David (Handlinghandel)
It is beautifully filmed by Robert de Grasse. And Robert Young's character is appealing and even admirable. This seems like a dry run for his most famous role, the title character in "Father Knows Best." Here he is a father in two ways: He has children, including Shirley Temple. And he is an Episcopal priest (under consideration for Bishop of his Diocese.) Shirley Temple is the main character. She is meant to be saucy and ahead of her time. But she's very hard to like. The escapade in which her boyfriend, John Agar, borrows a speech from her for a debating contest isn't admirable. And right here, it's hard to imagine that a priest would laugh off his daughter's involvement in such dishonesty.Then she paints Agar. She promises she will just use his body as a starting point -- no face. But the painting is exhibited in a show and everyone sees that she has painted him in a bathing suit. That would have been extremely risqué for 1905. What would be the equivalent 101 years later? Something on the Internet or in an X-rated video.All this while her father is being considered for Bishop. I wonder what Christopher Isherwood's original story was like.
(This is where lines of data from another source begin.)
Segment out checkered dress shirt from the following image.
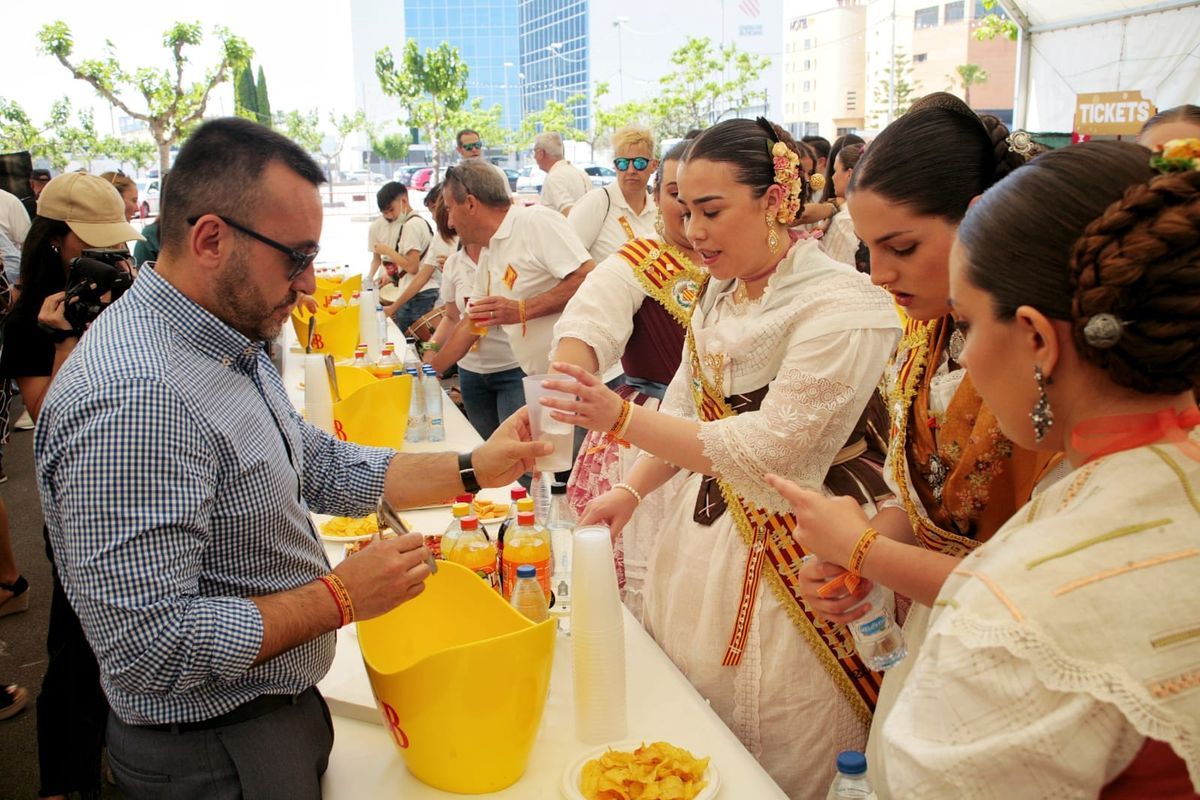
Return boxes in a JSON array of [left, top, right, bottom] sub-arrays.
[[35, 269, 394, 724]]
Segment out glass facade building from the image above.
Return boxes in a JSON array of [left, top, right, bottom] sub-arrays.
[[518, 0, 592, 131], [404, 0, 524, 130]]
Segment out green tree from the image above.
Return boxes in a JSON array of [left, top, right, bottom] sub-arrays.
[[649, 36, 770, 138], [517, 95, 588, 150], [588, 80, 649, 152], [233, 64, 258, 121], [0, 97, 71, 170], [276, 108, 370, 205], [37, 20, 254, 172], [974, 0, 1016, 42], [443, 97, 512, 158], [946, 64, 989, 106], [254, 64, 275, 127], [874, 49, 920, 126], [376, 38, 470, 172]]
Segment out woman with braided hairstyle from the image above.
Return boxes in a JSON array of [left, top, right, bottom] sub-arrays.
[[545, 119, 899, 799], [785, 139, 1200, 800], [748, 94, 1058, 789]]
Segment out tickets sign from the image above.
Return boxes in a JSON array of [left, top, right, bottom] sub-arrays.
[[1075, 91, 1158, 136]]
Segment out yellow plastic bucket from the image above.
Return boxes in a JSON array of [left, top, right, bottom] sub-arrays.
[[334, 367, 413, 450], [359, 561, 556, 794], [292, 306, 359, 359]]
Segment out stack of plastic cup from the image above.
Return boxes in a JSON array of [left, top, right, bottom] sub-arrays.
[[571, 525, 628, 744], [304, 353, 334, 433]]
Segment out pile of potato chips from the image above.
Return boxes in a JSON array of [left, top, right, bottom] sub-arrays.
[[320, 512, 379, 536], [470, 498, 509, 522], [580, 741, 708, 800]]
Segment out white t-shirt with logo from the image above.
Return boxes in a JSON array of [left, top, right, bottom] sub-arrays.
[[566, 181, 658, 264], [538, 160, 592, 213], [472, 205, 592, 375]]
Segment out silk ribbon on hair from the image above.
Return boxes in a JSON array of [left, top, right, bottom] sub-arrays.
[[1070, 405, 1200, 461]]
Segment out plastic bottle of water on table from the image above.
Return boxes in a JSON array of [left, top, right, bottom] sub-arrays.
[[826, 750, 876, 800], [421, 365, 446, 441]]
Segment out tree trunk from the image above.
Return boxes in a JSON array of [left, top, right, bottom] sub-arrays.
[[158, 139, 170, 178]]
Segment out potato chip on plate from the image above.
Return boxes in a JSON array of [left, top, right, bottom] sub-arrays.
[[563, 740, 721, 800]]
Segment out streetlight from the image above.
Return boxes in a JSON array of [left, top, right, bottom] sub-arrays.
[[612, 17, 629, 103]]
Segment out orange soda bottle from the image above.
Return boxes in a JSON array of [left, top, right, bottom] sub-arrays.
[[500, 513, 550, 602], [444, 517, 500, 591]]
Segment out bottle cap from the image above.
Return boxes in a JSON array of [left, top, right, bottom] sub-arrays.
[[838, 750, 866, 775]]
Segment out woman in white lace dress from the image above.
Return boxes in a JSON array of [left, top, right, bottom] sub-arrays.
[[547, 120, 899, 798], [773, 139, 1200, 800]]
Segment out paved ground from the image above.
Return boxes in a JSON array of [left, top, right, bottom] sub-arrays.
[[0, 196, 391, 800]]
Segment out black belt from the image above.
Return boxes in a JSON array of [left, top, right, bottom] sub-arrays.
[[133, 688, 317, 733]]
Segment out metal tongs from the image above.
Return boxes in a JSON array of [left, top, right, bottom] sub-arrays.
[[376, 497, 438, 575]]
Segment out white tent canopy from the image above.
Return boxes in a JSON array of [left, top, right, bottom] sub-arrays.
[[997, 0, 1200, 131]]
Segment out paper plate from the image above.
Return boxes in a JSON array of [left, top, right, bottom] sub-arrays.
[[562, 736, 721, 800]]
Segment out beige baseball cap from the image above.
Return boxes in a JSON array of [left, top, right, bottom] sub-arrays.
[[37, 173, 145, 247]]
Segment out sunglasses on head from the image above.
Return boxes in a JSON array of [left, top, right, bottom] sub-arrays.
[[612, 156, 650, 173], [187, 213, 320, 282]]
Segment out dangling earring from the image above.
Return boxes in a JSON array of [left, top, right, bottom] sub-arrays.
[[767, 211, 779, 254], [1030, 365, 1054, 443]]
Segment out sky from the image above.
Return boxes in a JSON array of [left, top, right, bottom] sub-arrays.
[[0, 0, 354, 133]]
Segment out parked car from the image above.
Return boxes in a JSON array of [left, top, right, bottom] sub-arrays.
[[516, 164, 546, 193], [580, 164, 617, 186], [391, 164, 424, 186], [133, 178, 161, 219]]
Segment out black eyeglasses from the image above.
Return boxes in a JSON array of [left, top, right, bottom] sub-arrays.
[[187, 213, 320, 281], [612, 156, 650, 173]]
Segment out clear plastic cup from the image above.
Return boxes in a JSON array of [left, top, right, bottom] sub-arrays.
[[522, 375, 575, 473]]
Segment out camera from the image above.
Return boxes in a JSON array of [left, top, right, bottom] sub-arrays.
[[62, 249, 133, 336]]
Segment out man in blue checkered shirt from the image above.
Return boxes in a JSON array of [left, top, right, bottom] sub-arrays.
[[35, 119, 550, 798]]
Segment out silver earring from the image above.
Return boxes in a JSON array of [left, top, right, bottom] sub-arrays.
[[1030, 365, 1054, 443]]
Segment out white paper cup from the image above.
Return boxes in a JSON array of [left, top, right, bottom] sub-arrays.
[[521, 374, 575, 473], [304, 353, 334, 433]]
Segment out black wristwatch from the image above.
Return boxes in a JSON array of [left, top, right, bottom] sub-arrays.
[[458, 452, 484, 494]]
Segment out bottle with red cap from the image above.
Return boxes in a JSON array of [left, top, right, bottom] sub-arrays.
[[445, 516, 500, 591], [500, 511, 550, 602]]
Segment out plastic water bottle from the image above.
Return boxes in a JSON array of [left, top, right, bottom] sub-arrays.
[[847, 584, 908, 672], [404, 369, 425, 443], [546, 482, 576, 632], [421, 365, 446, 441], [509, 564, 550, 622], [826, 750, 876, 800]]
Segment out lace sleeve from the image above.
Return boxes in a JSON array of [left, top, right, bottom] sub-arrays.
[[700, 330, 895, 511], [882, 636, 1144, 800], [550, 255, 646, 373]]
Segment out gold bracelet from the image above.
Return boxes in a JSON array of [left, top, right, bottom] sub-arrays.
[[612, 483, 642, 505], [846, 528, 880, 575], [320, 572, 354, 627]]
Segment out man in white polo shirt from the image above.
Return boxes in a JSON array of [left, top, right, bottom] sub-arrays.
[[442, 160, 595, 375], [533, 131, 592, 217], [568, 126, 659, 264]]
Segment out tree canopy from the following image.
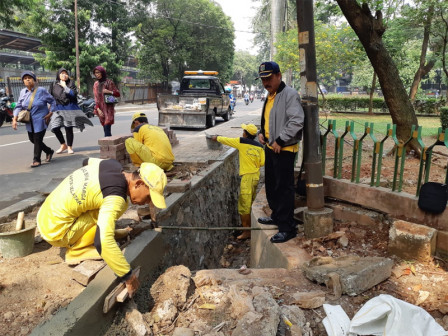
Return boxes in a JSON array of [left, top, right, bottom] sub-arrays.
[[136, 0, 234, 83]]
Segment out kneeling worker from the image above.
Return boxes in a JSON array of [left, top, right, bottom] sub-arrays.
[[212, 124, 264, 239], [125, 112, 174, 171], [37, 158, 167, 297]]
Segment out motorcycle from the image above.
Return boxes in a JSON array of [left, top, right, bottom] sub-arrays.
[[230, 95, 236, 114], [0, 89, 14, 127], [78, 95, 95, 118]]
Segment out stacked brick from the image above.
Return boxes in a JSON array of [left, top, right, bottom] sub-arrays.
[[162, 127, 179, 147], [98, 135, 131, 166]]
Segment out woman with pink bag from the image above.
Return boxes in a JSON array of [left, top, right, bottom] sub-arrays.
[[93, 65, 120, 137]]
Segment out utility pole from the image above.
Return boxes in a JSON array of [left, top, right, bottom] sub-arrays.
[[296, 0, 333, 238], [75, 0, 81, 92], [269, 0, 286, 60]]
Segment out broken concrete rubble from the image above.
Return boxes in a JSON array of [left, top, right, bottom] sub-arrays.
[[303, 256, 393, 296]]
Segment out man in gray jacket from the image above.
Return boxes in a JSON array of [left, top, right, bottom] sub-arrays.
[[258, 62, 305, 243]]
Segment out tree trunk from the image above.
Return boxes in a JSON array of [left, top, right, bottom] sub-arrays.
[[368, 71, 376, 115], [336, 0, 420, 153], [409, 6, 435, 102]]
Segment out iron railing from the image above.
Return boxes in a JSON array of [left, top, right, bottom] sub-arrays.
[[321, 120, 448, 196]]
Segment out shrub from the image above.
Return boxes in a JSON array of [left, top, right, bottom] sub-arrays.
[[440, 106, 448, 130], [319, 96, 387, 112]]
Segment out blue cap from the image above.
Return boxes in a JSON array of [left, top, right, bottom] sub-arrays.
[[20, 70, 36, 82], [256, 62, 280, 79]]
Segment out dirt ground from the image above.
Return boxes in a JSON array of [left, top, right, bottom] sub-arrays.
[[0, 137, 448, 335]]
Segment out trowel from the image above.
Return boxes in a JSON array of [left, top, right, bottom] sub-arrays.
[[103, 266, 140, 314]]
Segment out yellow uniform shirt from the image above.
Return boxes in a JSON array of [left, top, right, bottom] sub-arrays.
[[264, 93, 299, 153], [132, 124, 174, 164], [37, 159, 131, 277], [217, 136, 264, 176]]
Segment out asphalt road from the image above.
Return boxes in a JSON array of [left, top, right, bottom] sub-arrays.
[[0, 99, 262, 209]]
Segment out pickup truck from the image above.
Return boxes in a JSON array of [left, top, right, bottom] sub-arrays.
[[157, 70, 233, 128]]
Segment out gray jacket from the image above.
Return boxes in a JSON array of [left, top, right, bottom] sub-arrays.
[[261, 82, 305, 147]]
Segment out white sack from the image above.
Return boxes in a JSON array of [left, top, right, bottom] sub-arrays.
[[349, 294, 448, 336], [322, 304, 350, 336]]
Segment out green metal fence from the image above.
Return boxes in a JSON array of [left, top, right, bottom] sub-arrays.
[[321, 120, 448, 196]]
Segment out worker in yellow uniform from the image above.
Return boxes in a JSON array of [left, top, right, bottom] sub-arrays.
[[125, 112, 174, 171], [212, 124, 264, 240], [37, 158, 167, 296]]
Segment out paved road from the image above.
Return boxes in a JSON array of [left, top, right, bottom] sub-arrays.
[[0, 100, 262, 209]]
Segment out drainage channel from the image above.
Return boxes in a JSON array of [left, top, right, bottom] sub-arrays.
[[31, 149, 239, 336]]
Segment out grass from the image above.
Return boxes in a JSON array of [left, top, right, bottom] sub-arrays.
[[319, 113, 441, 138]]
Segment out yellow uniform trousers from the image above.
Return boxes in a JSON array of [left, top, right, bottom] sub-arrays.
[[41, 210, 102, 264], [238, 172, 260, 215]]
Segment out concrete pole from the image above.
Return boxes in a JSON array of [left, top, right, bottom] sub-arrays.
[[270, 0, 286, 60], [296, 0, 333, 238], [75, 0, 81, 93]]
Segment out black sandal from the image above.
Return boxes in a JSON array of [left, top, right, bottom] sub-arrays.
[[45, 150, 54, 162]]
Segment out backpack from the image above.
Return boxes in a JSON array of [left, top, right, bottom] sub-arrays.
[[418, 182, 448, 214]]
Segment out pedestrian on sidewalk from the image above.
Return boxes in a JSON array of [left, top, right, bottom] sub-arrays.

Maybe she was a forerunner to Sally Bowles. Here, however, she is sullen, pampered, and selfish.
Neil Doyle
After a few successful teen-age roles (and a couple of ill-fated ones), Shirley's uneven career as a young lady was not helped by this routine romantic comedy of the early 1900s in which she plays a rebellious daughter of a minister (Robert Young) with shocking ideas about love. As a crusader for women's suffrage, Shirley seems more petulant than feisty, playing a girl who crusades for women's suffrage. Nice to see Robert Young in his pre-Father Knows Best days. The film has an attractive look with handsome photography and a good feel for the period atmosphere, but the script is too lightweight to carry much conviction. Pleasant enough if you want to see what Shirley Temple looked like at this stage in her career. She had three more "clinkers" to go before quitting the screen.Her then-husband John Agar wasn't much help--here he comes across as a wooden actor, not well suited to comedy. Pleasant enough film, but just a trifle.